Using the eye-ball of an ox, Rene Descartes demonstrated in the 17th century that the eye contains
a 2-dimensional retinal image of the 3-dimensional scene. By the 19th century, the physics of light and
color insofar as vision is concerned were well understood. This led 19th century scientists to question
how and where visual scene analysis takes place in the human nervous system. In the mid-19th century,
there was a controversy about whether vision was “nativist” – a consequence of the lower nervous system
and the optics of the eye – or “empiricist” – a consequence of learned models created from physical and
visual experiences [7]. Hermann von Helmholtz was one of the first researchers to define and support the
empiricist view. By 1867, Helmholtz had established a thesis that vision involves psychological inferences
in the higher nervous system, based on learned models gained from experience. He conjectured that the
brain learns models of how scenes are put together to explain the visual input (what we now call generative
models) and that vision is inverse inference in these models. He went so far as to conjecture that an
individual carries out physical experiments, such as moving an object in front of his eyes, in order to build
a better visual model of the object and its interactions with other objects in the environment.

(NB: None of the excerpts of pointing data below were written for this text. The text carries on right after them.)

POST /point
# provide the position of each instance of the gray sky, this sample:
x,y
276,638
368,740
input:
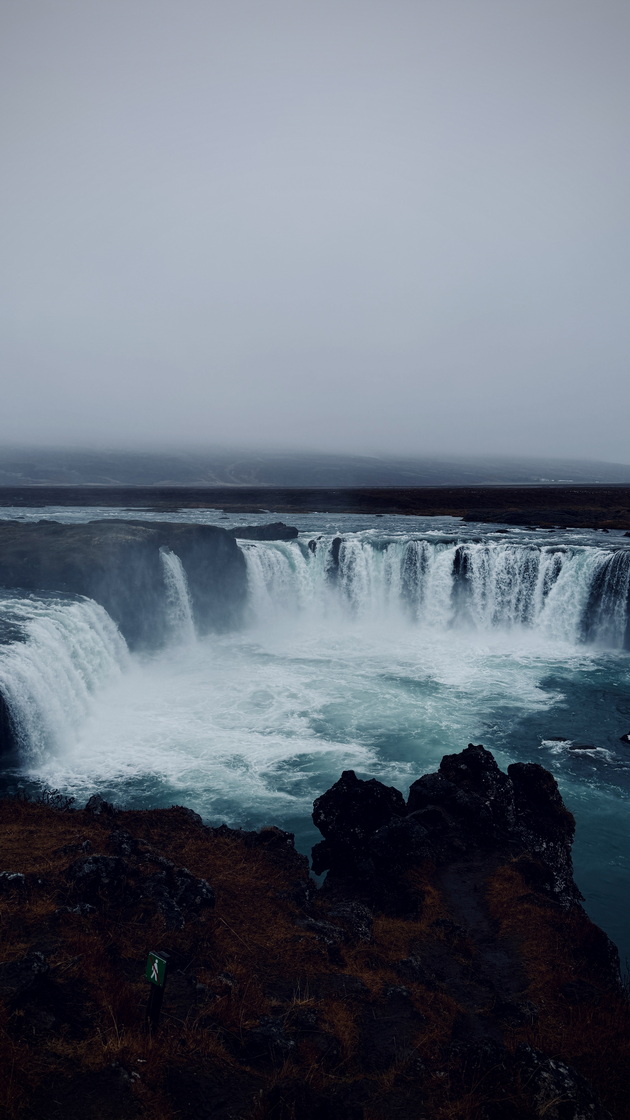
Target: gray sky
x,y
346,224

The introduction of computers in the 20th century enabled researchers to formulate realistic models of
natural and artificial vision, and perform experiments to evaluate these models. In particular, the use of
Bayes rule and probabilistic inference in probability models of vision became computationally feasible.
The availability of computational power motivated researchers to tackle the problem of how to specify
complex, hierarchical probability models and perform probabilistic inference and learning in these models.
In practice there are two general types of probability model: generative probability models and dis-
1
criminative probability models. A discriminative model provides a way to compute the distribution over a
“target”, such as a class label, given the input: P (class|image). A generative probability model accounts
for the entire input image, possibly with the use of additional hidden variables that help explain the input.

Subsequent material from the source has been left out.